The EUROPEAN MINISTERS RESPONSIBLE FOR CULTURAL AFFAIRS,
meeting in Opatija (Croatia), from 20–22 October 2003,

aware of the necessity of fully taking into account their new role and new responsibilities to contribute to the creation of conditions favouring the prevention of violent conflict, the management and control of conflicts, and post-conflict reconciliation, while encouraging both cultural diversity and intercultural dialogue,

DECIDE to ensure the follow-up and the evaluation of the concrete forms of implementation of the Declaration on Intercultural Dialogue and Conflict Prevention that they have adopted.

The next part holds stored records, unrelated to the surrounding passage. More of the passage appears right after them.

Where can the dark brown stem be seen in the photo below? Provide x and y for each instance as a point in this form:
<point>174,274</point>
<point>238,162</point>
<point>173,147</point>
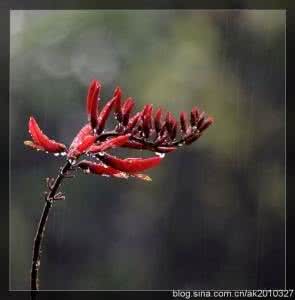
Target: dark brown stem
<point>41,227</point>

In order to guarantee the implementation of the Declaration on Intercultural Dialogue and Conflict Prevention, the EUROPEAN MINISTERS RESPONSIBLE FOR CULTURAL AFFAIRS, encouraging their other Ministerial colleagues to develop intercultural dialogue within the exercise of their competences,

RECOMMEND to the Committee of Ministers of the Council of Europe that the proposals mentioned below be included, as much as possible, in the annual Programme of Activities of the Organisation;

EXPRESS THE WISH that these actions be implemented in coordination with those that may be proposed by the Steering Committees responsible for sectors working in conflict prevention and by the Committee of Ministers’ “Working Party with the task of examining proposals of the Secretary General on multicultural and inter-religious dialogue” (hereafter GT-Dialogue);

CONSIDER PARTICULARLY THAT IT IS NECESSARY TO:

1. request the Steering Committee for Culture (CDCULT) to entrust the follow-up and application of the Declaration on Intercultural Dialogue and Conflict Prevention to a project group, in cooperation, as much as possible, with other Steering Committees and GT-Dialogue as well as with the Parliamentary Assembly and the Congress of Local and Regional Authorities of Europe, and in harmony with the follow-up to the relevant decisions on ‘intercultural education’ to be adopted by the 21st Session of the Standing Conference of the European Ministers of Education (Athens, 10 to 12 November 2003);

2. encourage the CDCULT to:

- pursue, even to prolong or develop, the implementation of the Intercultural Dialogue and Conflict Prevention Project Action Plan 2002-2004, and

- organise, in a city symbolic of cultural diversity and democracy, an annual Intercultural Forum bringing together researchers, experts, representatives of different forms of cultural diversity, representatives of civil society, cultural players, Culture Ministry officials, in order to closely follow and encourage the different developments of intercultural dialogue;

3. request that the CDCULT:

a. examine the possibilities of implementing a flexible system of inventory and evaluation of good practices, within each member State, destined to encourage and facilitate intercultural dialogue, whether they be implemented at the political-administrative level, or by civil society, in Europe or in cooperation with other regions, more specifically with the south of the Mediterranean;

b. study the means of dissemination of these practices, notably by means of Forums organised within the framework of the Action Plan and the “Compendium” («Cultural policies in Europe: a compendium of basic facts and trends», an on-line information service available at: http://www.culturalpolicies.net.).

Note  Note 
1 This definition comes from the Council of Europe Declaration on Cultural Diversity adopted by the Committee of Ministers on 7 December 2000.